Monday, November 23, 2009

A reflection upon life and an analysis of "As Dark Turns to Light" with harmonica

It is 11:46 in the P.M. Sleep is of the essence, but I am a student and such luxuries are unattainable. I have three essay questions left, and regardless of whether I complete them or not I will awake at 6:50 and begin the schedule.

All right we’ve sated my case and perhaps as intended made an effort to support my cause with it’s noble efforts. Oooh Barry Rowen gave up some of his precious time for the sake of art.

Fuck that.

As Dark Turns To Light

There is an air of greatness within this song, and before anything more is said I must state, it’s a love story. In the degradation and filth that is world history, despite it, in some place, love was found. Residents of the Napoleonic era conquered the world by finding one another. A man, a captain, whoever you like, flew a carriage through that death trap knows a the ocean. He stood at the end of his journey in dry sand, a desert flower in front of him. At this point there was nothing to loose.
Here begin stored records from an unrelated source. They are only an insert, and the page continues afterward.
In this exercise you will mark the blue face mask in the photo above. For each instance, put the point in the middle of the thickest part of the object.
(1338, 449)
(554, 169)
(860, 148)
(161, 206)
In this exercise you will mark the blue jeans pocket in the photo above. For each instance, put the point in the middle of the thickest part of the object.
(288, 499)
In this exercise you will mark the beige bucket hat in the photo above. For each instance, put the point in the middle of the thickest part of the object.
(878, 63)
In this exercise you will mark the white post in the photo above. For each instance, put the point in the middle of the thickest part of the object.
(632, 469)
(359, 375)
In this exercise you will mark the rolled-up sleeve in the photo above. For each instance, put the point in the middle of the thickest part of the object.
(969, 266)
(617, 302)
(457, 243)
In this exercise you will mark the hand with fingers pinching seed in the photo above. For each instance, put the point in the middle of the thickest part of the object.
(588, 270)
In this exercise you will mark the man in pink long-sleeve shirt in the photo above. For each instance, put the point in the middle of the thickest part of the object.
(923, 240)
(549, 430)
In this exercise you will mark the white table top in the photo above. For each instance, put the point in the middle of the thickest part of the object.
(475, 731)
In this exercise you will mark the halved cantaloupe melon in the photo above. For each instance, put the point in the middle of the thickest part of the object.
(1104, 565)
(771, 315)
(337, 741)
What’s one year i could spend a thousand more. I’ll make good to you.

The history of man is one filled of deception, divorce, and loss. We all die, no really we do. My cousin ( scratch that I’m tired of referring to her as “my cousin”) Kim. My childhood idol, my catalyst for liking the backstreet boys and then n’sync (in that order), the adult with control. Kim may be dead in 24 hours or a month. Then it is over. At this point we face memories and collective sittings of thoughts upon the lost. Do we band together?

I suppose that is life. You band together. The Beatles banded together, but someone left. Simon and Garfunkel banded together, but Paul wanted more. We’ve all met men and women whom we have banded together with “,There is something to be gained here, all in all we could have a good run.” we thought. We gain being headstrong, we gain children, we gain fulfillment for good or bad. What good is fulfillment, where will that get me. No one knows. Damn shame too. There are no answers, I know this.
I’ve spent every year since those “enlightening” conclusions regarding a god in the sixth grade, trying to find answers, but the course has shifted. I’m not an archeologist digging up the gospel of judas.
“Oh there was a part of the bible they left out, no way. I cannot believe it.”
Man could never do that. Sarcasm sarcasm sarcasm. I’m not looking to be saved.
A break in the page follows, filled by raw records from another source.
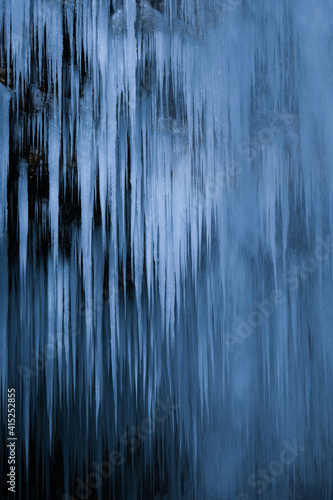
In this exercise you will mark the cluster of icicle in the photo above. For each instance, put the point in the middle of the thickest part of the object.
(187, 151)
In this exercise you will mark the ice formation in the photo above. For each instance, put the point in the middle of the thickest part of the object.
(165, 236)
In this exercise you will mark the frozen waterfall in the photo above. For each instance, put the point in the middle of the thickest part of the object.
(166, 244)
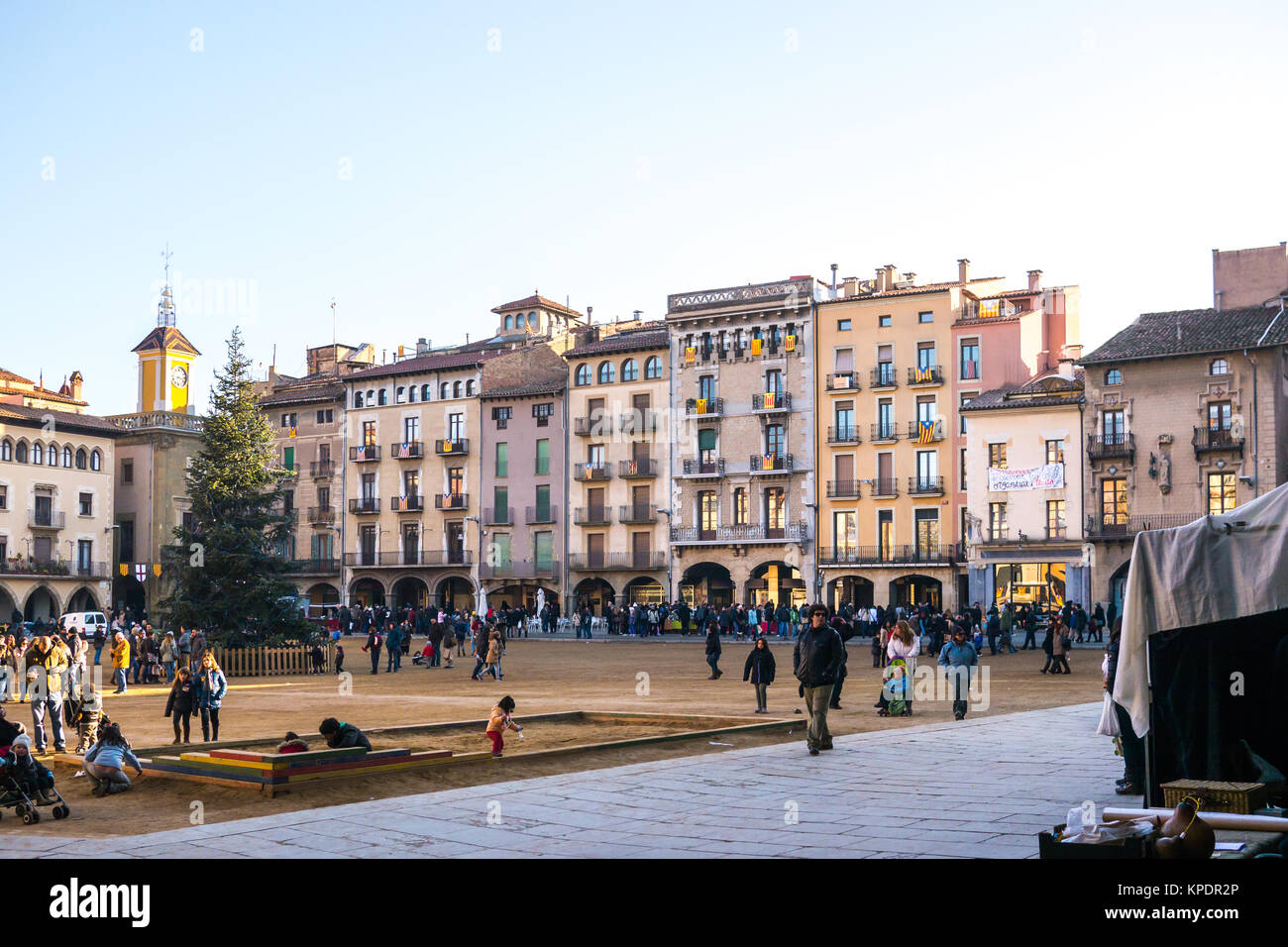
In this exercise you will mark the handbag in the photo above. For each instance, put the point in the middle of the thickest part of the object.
(1108, 725)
I enjoy being comfortable, happy in so many words. Happy.
That’s what this song is. This song is happy it is the beauty of brilliance, the joy of beating the odds of all other relationships. Regardless of where the relationship that inspired it is, it is a document, an account of just being okay with life at the moment.
If there is anything I’ve come to realize in the midst of the crisis I’m in, nearing it’s sixth month, that idea is inviting. Call it a plea for love, family, soul mate, friend, god damn it (ha) let it take me on. Is that selfish. No, I mentioned family. i had a family six months ago, I had an outdoor parking space, and I had a home i recognized. draw the shades as dark turn to light.


So as to not necessarily corner this into a guilt ridden plea, i assert hat this is simply a poetic love song which needs to be heard just as well as the others on “Some Things”
I did think about this. This isn’t a song of a girl you loved once, or a Guthrie tune translated, fixed, and reversed. This is a powerful statement. This is power, no different than the love in a pop punk song. The rhythm pick you up in “I will spend my life alone.” Despite it’s title you feel good. The lyrics in “As Dark Turns to Light” are what pick you up. The dedication to another person against all odds, that’s what people care about. Fighting odds. Maybe that’s to assertive, that’s what I care about.

I don’t know about music, movies, paintings, maybe it’s all just about getting off. Expression, I sound like a foreigner to the subject, but i have created before, and maybe that’s where I get the right to judge others. I’ll get off making Suburbanites 3. It tells a story. I like stories.

In closing:

Life= Problem= Solution= Getting off and being happy.

Things are completely awful and unbearable right now and they are terrific and wonderful. That’s fucked up!